EFENave de Haver (Portugal)

A Reserva Biológica "Campanários de Azaba", com 1.100 hectares de territórios de Espanha e Portugal, transformou-se na última década no exemplo mais singular de biodiversidade sustentável do denominado montado português, conhecido em Espanha como a devesa.

Em entrevista à Efe, Carlos Sánchez, presidente da Fundação Natureza e Homem, entidade que administra essa Reserva Biológica, analisa a perda de biodiversidade que pode ter este habitat único no mundo, ameaçado pela sobre-exploração e também pelo abandono populacional.

"No equilíbrio está o sucesso", assegura Sánchez, que reconhece que, desde a entrada em vigor da Política Agrícola Comum da UE "a devesa espreme-se mais, já que as pastagens são mais utilizadas".

No entanto, na parte do interior português e na zona da fronteira, o êxodo populacional provocou um abandono do meio rural e com isso um abandono das devesas ou montados, pelo que o mato se apodera do meio e perde-se biodiversidade.

Para Sánchez, um dos principais problemas dos sete milhões de hectares de devesa na Península Ibérica é a falta de rejuvenescimento do arvoredo, pelo que são "muito importantes" as políticas locais para a sua regeneração.

Nestes dez anos, a Reserva Biológica Campanários de Azaba, com 600 hectares nas aldeias espanholas de Espeja e Alamedilla -ambas na província de Salamanca- e 500 na zona portuguesa de Nave de Haver (fronteira com Salamanca), desenvolveu diversos projetos para fomentar a biodiversidade na devesa, financiados pela União Europeia (UE).

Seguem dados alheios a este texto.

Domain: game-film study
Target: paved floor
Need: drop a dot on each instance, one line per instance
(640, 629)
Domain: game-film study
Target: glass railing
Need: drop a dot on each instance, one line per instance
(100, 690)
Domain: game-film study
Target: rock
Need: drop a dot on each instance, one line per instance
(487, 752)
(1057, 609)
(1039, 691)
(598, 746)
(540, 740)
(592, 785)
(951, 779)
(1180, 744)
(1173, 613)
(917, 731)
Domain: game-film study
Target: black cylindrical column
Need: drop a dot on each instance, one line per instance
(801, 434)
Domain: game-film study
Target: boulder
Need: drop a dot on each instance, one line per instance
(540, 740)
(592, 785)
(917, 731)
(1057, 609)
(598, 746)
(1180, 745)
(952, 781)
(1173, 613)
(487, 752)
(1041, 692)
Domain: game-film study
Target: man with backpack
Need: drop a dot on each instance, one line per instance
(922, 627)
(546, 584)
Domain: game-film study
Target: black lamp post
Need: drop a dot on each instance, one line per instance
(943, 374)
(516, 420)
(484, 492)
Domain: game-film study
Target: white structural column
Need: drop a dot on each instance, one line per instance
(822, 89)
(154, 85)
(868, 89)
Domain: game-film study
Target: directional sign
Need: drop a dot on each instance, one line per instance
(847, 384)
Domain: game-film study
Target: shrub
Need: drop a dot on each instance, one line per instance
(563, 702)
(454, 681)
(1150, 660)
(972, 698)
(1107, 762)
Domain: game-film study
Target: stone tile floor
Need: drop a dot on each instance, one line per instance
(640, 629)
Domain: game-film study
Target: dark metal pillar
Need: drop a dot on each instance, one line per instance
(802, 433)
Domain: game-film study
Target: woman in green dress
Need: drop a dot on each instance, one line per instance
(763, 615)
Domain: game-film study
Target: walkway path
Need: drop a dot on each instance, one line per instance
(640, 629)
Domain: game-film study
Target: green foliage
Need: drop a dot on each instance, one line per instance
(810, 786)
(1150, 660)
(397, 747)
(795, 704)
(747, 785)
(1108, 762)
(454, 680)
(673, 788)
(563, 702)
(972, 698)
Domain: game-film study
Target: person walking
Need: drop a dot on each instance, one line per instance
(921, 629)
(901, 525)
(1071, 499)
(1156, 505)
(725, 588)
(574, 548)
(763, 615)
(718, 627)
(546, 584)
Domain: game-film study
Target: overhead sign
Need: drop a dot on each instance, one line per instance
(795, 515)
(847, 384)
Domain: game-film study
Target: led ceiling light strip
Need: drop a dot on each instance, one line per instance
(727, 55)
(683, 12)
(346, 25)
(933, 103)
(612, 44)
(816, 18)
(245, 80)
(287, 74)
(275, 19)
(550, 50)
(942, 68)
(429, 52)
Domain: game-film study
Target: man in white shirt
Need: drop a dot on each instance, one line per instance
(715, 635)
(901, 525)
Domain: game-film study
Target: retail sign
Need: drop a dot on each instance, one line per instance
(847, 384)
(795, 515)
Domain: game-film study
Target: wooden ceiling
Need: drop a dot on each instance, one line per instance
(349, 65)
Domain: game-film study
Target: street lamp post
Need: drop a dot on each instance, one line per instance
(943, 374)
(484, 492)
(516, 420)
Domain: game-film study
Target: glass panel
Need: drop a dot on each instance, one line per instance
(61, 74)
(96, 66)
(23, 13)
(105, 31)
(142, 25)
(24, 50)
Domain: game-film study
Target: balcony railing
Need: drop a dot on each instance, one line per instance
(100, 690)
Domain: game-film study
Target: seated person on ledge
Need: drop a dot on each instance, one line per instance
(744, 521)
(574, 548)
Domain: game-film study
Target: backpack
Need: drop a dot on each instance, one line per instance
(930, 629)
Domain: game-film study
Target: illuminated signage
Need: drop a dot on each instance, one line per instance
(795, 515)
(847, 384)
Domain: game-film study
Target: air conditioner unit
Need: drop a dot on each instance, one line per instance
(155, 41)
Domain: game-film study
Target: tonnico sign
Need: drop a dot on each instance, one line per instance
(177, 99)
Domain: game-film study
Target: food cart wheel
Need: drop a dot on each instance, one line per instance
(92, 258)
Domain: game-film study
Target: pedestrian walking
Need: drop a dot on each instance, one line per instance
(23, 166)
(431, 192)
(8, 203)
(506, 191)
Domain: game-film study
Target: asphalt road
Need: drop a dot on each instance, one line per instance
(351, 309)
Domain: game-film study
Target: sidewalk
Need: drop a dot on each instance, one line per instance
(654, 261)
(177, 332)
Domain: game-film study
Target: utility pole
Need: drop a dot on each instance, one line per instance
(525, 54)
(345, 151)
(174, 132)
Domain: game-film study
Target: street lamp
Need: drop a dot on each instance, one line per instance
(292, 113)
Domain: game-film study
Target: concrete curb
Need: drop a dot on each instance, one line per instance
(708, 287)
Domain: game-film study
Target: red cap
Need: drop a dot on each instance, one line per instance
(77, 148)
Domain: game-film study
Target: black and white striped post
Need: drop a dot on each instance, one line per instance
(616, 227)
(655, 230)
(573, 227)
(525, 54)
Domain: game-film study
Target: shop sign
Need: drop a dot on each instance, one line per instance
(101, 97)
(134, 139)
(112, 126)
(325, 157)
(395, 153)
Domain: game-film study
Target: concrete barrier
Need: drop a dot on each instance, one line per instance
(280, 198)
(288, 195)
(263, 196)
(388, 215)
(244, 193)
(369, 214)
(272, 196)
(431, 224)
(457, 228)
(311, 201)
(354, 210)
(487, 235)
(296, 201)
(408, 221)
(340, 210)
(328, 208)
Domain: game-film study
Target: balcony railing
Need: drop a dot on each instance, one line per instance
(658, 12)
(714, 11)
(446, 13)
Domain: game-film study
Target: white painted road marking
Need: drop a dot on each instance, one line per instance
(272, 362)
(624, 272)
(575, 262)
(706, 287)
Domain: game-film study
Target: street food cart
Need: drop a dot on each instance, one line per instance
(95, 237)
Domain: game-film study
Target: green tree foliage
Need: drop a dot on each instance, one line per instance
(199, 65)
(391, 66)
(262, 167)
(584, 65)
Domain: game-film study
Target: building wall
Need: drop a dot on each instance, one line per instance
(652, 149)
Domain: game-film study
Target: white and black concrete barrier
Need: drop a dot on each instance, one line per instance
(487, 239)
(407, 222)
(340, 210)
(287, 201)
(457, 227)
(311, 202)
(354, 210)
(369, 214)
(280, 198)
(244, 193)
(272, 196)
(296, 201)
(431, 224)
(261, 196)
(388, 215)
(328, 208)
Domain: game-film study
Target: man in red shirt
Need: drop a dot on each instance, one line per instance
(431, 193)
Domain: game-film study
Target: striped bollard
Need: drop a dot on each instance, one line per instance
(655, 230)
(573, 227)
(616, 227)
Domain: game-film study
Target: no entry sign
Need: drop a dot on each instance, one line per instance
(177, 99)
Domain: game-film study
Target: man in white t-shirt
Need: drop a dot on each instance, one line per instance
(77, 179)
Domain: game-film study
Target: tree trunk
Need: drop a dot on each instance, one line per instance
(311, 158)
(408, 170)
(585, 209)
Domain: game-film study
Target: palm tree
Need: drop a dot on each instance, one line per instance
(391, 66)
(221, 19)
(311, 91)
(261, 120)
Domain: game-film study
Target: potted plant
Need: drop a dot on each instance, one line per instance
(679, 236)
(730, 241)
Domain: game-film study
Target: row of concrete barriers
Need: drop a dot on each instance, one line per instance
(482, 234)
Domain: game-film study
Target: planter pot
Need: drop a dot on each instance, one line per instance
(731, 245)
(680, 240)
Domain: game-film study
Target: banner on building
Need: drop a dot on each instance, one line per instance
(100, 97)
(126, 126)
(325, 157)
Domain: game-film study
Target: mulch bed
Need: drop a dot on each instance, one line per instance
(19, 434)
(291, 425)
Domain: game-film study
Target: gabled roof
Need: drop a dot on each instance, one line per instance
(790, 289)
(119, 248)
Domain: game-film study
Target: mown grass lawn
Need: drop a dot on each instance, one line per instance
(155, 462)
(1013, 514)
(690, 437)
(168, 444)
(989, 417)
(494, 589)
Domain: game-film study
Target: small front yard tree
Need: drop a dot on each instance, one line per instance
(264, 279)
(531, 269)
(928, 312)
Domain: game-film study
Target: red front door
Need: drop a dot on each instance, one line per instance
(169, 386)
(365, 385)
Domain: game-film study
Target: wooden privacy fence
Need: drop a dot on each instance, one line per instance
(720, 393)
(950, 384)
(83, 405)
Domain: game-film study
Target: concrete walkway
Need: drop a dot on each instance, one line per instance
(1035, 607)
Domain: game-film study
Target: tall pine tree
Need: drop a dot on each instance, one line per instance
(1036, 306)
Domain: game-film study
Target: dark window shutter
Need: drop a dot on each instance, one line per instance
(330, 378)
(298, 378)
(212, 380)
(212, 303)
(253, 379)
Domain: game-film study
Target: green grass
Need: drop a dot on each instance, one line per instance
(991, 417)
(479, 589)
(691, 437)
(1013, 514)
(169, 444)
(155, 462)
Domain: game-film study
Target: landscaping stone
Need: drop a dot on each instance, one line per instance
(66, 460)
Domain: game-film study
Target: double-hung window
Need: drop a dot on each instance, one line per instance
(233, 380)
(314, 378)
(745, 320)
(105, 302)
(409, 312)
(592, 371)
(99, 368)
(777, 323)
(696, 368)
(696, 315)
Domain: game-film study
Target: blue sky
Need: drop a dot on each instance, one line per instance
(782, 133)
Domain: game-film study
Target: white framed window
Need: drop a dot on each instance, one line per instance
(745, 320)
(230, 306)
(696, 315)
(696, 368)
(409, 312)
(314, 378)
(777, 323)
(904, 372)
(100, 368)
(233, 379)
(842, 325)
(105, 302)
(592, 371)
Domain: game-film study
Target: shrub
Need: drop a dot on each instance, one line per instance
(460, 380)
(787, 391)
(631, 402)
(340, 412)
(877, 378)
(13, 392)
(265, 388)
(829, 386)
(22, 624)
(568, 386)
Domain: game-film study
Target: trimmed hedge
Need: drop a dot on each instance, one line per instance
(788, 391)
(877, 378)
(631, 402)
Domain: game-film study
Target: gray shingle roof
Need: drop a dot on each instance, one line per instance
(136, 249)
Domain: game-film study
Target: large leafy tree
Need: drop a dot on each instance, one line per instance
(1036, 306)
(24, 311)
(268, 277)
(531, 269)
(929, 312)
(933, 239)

Uma das chaves para favorecer a biodiversidade foi a reintrodução de herbívoros em perigo de extinção como o cavalo das rezarolhas -proveniente do Parque Nacional de Doñana-, a vaca sayaguesa da província de Zamora, o coelho ibérico e o cervo.

Além disso, as suas boas práticas propiciaram que esta zona luso-espanhola tenha sido catalogada como a "primeira reserva entomológica de Espanha", já que está considerada como um dos enclaves mais favoráveis à conservação de insetos.

Um dos programas mais relevantes executados pela Fundação Natureza e Homem para favorecer a biodiversidade da devesa foi o projeto "Life Clube de Granjas", que possibilitou instaurar boas práticas nas devesas e montados de Portugal e de Espanha.

"Trata-se de uma iniciativa que se concluirá nos próximos meses desenvolvida sobre 10.000 hectares de ambos os países para introduzir as boas práticas, tais como podas, regeneração, manejos sustentáveis ou educação ambiental".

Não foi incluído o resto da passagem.